De officier van justitie heeft zich op het standpunt gesteld dat klaagster niet-ontvankelijk dient te worden verklaard in het beklag, nu deze rechtbank bij beschikking van 25 januari 2012 reeds in eenzelfde procedure heeft beslist over het geldbedrag.
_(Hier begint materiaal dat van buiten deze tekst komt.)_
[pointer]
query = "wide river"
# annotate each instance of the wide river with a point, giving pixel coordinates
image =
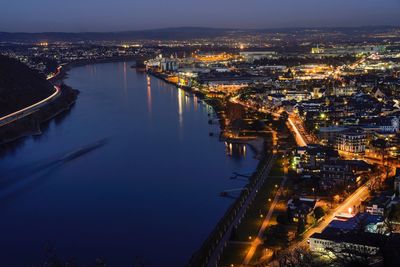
(146, 196)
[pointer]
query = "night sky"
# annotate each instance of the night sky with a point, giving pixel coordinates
(117, 15)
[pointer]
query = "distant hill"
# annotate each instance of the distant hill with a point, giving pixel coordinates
(20, 86)
(157, 34)
(183, 33)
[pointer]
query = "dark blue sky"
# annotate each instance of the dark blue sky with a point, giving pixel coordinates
(115, 15)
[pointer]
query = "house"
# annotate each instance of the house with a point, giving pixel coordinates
(301, 207)
(314, 156)
(379, 205)
(343, 172)
(362, 243)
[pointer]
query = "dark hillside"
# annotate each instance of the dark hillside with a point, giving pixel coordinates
(20, 86)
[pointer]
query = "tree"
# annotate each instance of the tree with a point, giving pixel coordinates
(301, 226)
(298, 257)
(282, 219)
(319, 213)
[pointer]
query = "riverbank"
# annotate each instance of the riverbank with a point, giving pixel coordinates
(214, 244)
(32, 124)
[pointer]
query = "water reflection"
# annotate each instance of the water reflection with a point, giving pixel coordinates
(235, 150)
(181, 94)
(125, 79)
(149, 99)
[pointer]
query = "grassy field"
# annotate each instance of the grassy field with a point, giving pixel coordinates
(255, 215)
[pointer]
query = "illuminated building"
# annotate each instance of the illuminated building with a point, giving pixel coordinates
(351, 142)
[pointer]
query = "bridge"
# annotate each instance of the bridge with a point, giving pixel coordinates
(29, 109)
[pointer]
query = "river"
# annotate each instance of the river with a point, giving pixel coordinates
(129, 175)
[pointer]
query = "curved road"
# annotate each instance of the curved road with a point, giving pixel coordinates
(29, 109)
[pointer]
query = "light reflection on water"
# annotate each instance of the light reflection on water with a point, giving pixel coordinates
(157, 178)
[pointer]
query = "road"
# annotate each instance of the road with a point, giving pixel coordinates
(258, 240)
(298, 136)
(216, 254)
(29, 109)
(354, 199)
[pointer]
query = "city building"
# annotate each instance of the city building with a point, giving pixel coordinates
(351, 142)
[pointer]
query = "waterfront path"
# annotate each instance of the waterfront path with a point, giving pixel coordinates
(266, 222)
(217, 252)
(29, 109)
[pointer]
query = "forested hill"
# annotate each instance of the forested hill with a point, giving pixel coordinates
(20, 86)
De rechtbank overweegt als volgt.
Artikel 450 in samenhang gelezen met artikel 449, derde lid, van het Wetboek van Strafvordering schrijft voor dat in beginsel een bezwaarschrift (of een klaagschrift zoals in het onderhavige) ingediend dient te worden op de griffie. Van een dergelijke indiening wordt door de griffier ingevolge artikel 451, eerste lid, van het Wetboek van Strafvordering een akte opgemaakt. Indiening ter griffie kan geschieden door de bezwaarde zelf (in het onderhavige geval klaagster), door een door de bezwaarde bepaaldelijk gevolmachtigde advocaat, een door de bezwaarde bij bijzondere volmacht schriftelijk gemachtigde vertegenwoordiger of een daartoe schriftelijk gevolmachtigde medewerker van de griffie.
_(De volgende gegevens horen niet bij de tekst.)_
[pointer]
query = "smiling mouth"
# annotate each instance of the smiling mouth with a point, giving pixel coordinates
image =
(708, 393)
In de onderhavige zaak is het klaagschrift ingekomen bij telefax d.d. 21 februari 2012. Uit dit faxbericht volgt dat de raadsman, mr. S.A.S. Jansen, is gemachtigd door klaagster tot het indienen van het klaagschrift. Echter, niet is gebleken van een schriftelijke volmacht aan een medewerker van de griffie zoals bedoeld in artikel 450, derde lid, van het Wetboek van Strafvordering. Hierdoor is de rechtbank van oordeel dat het klaagschrift niet op een juiste wijze is ingediend en dat artikelen 449 en 450 zoals hiervoor uiteengezet zijn geschonden. Dit zou anders zijn geweest indien de telefax het volgende had vermeld: (1) een verklaring dat de bezwaarde zijn (of haar) advocaat bepaaldelijk heeft gevolmachtigd tot het instellen van het rechtsmiddel; (2) een verklaring van de bezwaarde dat hij (of zij) ermee instemt dat de griffiemedewerker de oproeping voor de zitting in ontvangst neemt; en (3) een door de bezwaarde opgegeven adres voor toezending van een afschrift van de oproeping voor de zitting.
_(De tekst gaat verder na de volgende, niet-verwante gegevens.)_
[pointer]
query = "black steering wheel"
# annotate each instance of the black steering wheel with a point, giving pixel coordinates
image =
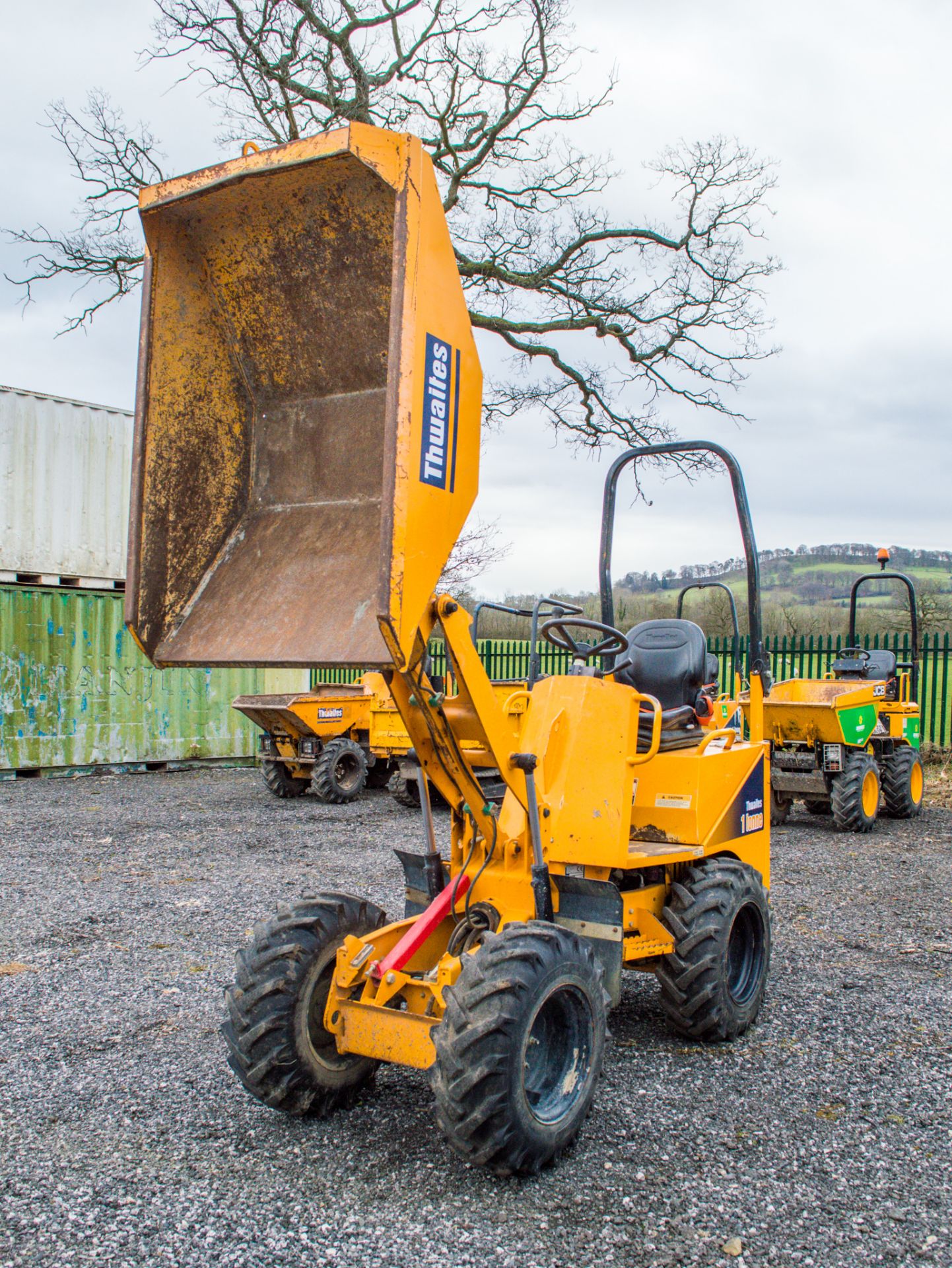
(555, 632)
Daargelaten dat een dergelijke schending met zich meebrengt dat klaagster niet in haar beklag kan worden ontvangen, overweegt de rechtbank ten overvloede het volgende.
Op 25 januari 2012 heeft deze rechtbank in eenzelfde procedure als in het onderhavige beslist over het geldbedrag, maar ook over andere voorwerpen. Blijkens de beschikking met registratienummer 11/589, is toen ook betoogd door de raadsman dat het geldbedrag van rechtmatige afkomst is. Eveneens is destijds betoogd dat klaagster haar huur niet meer kan betalen en haar schulden steeds groter worden.
De rechtbank is van oordeel dat nu door de raadsman geen andere argumenten of omstandigheden zijn gesteld dan die waarover bij voormelde beschikking van 25 januari 2012 een oordeel is gegeven, het inhoudelijk behandelen van het onderhavige klaagschrift neer zou komen op een intern beroep tegen die beschikking. Dat sinds de eerdere uitspraak twee maanden zijn verstreken, maakt dat oordeel niet anders. Een dergelijk intern beroep is strijdig met het gesloten systeem van rechtsmiddelen dat is gegeven in het Wetboek van Strafvordering.
Klaagster kan derhalve niet in haar beklag worden ontvangen.
3. Beslissing
De rechtbank:
verklaart niet-ontvankelijk in klaagschrift.
Deze beschikking is gegeven door:
mr. M.A. Waals, rechter,
in tegenwoordigheid van M. Boekhoud, LLM, griffier,
en in het openbaar uitgesproken op 11 april 2012.